Geoff Chappell, Software Analyst
When given 0x1E as its FunctionCode argument, the NtTraceControl function in version 10.0 and higher set traits for a provider. Microsoft’s name for this function code is not known. This note deals only with the function’s behaviour that is specific to this function code. The function’s general behaviour is here taken as assumed knowledge.
Well-behaved user-mode software does not call NtTraceControl. The documented user-mode API for reaching this functionality is EventSetInformation, which is exported by name from ADVAPI32.DLL in version 6.2 and higher, though only ever as a forward to the undocumened NTDLL function EtwEventSetInformation. These higher-level functions vary their behaviour according to an InformationClass argument. The case that sets provider traits is EventProviderSetTraits (2). Before version 10.0, this case is not supported.
Kernel-mode software does not call NtTraceControl to set provider traits. The documented API is more efficient (and behaves a little differently). It is EtwSetInformation, which is exported by name from the kernel in version 10.0 and higher. Microsoft declares it in WDM.H but does not document it. The kernel-mode function takes the same InformationClass argument. For EventProviderSetTraits, it cuts through to a similar internal routine as does NtTraceControl from user mode. Kernel-mode access through NtTraceControl is not just unwanted but is even unexpected: the handle that is expected in the input (see below) has its access checked as if for a user-mode caller and the traits information that is pointed to from this input is required to be in user-mode address space.
If the input buffer does not provide exactly 0x18 bytes or the output buffer does not allow for between 0x78 and 0x00010000 bytes inclusive, the function returns STATUS_INVALID_PARAMETER.
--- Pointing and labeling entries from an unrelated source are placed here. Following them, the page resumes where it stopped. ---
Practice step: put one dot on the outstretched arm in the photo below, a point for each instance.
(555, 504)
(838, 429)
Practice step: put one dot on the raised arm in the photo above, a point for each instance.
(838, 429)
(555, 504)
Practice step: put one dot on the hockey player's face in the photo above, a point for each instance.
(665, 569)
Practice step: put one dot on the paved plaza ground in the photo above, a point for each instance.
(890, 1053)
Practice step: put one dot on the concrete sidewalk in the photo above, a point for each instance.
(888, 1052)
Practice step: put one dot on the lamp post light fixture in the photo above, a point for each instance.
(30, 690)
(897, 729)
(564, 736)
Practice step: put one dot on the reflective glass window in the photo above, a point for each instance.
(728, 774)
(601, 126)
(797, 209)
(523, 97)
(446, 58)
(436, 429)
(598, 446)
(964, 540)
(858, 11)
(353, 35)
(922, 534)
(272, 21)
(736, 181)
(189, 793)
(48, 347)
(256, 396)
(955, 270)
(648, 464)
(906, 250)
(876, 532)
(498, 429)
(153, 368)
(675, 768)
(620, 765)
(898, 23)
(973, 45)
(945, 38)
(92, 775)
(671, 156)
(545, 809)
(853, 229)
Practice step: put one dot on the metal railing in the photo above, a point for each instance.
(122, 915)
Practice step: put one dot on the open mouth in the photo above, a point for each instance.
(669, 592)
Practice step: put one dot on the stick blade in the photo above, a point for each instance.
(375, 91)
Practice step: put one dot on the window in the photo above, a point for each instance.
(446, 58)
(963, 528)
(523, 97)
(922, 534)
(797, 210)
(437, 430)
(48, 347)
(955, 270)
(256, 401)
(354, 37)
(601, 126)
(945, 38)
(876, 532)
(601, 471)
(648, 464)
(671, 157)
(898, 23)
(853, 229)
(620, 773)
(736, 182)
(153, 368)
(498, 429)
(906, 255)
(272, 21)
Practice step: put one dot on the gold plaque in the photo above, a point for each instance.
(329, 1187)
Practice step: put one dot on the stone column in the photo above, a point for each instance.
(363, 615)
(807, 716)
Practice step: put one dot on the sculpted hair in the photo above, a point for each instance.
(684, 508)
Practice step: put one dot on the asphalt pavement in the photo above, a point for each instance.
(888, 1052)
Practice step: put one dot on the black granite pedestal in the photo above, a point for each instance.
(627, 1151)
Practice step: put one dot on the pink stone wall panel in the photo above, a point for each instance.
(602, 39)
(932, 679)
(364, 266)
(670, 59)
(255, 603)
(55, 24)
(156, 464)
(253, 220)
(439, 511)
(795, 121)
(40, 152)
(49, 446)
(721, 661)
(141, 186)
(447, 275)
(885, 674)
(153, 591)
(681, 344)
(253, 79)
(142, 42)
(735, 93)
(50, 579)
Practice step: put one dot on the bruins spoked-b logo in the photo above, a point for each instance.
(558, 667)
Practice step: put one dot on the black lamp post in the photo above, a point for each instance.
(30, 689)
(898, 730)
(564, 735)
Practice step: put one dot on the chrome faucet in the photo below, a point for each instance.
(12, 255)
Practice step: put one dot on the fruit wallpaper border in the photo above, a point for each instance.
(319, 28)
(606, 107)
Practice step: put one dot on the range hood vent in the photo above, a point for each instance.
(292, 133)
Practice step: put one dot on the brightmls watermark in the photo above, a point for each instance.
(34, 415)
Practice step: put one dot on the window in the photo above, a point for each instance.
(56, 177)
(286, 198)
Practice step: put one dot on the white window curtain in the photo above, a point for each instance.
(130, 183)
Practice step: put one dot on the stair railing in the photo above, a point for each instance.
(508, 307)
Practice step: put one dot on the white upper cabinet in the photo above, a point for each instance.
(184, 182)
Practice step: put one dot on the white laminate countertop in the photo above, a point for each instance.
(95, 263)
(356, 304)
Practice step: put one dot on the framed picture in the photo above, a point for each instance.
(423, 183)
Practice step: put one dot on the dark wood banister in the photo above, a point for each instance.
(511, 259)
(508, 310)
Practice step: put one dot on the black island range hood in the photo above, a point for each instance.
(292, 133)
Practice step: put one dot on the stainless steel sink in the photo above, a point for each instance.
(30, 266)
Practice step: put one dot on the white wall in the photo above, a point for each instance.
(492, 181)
Though Microsoft surely has a structure for the expected input, its name is not known. It has the same size in both 32-bit and 64-bit Windows because its handle and pointer are padded to 64 bits:
|0x00||handle to event registration object||10.0 and higher|
|0x08||address of traits information||10.0 and higher|
|0x10||16-bit size of traits information||10.0 and higher|
Traits information is required. If the address is NULL or the size is zero, the function returns STATUS_INVALID_PARAMETER. The handle must refer to an event registration object, i.e., an ETW_REG_ENTRY, that grants TRACELOG_REGISTER_GUIDS access to user-mode callers. Failure to reference an event registration object from the supposed handle is failure for the function. Provider traits are new functionality which is not back-fitted to classic providers. if the registration is for a classic provider, the function returns STATUS_INVALID_PARAMETER. Traits can be set only once for each registration. (This is even documented in almost exactly those words.) If the registration already has traits, the function returns STATUS_UNSUCCESSFUL.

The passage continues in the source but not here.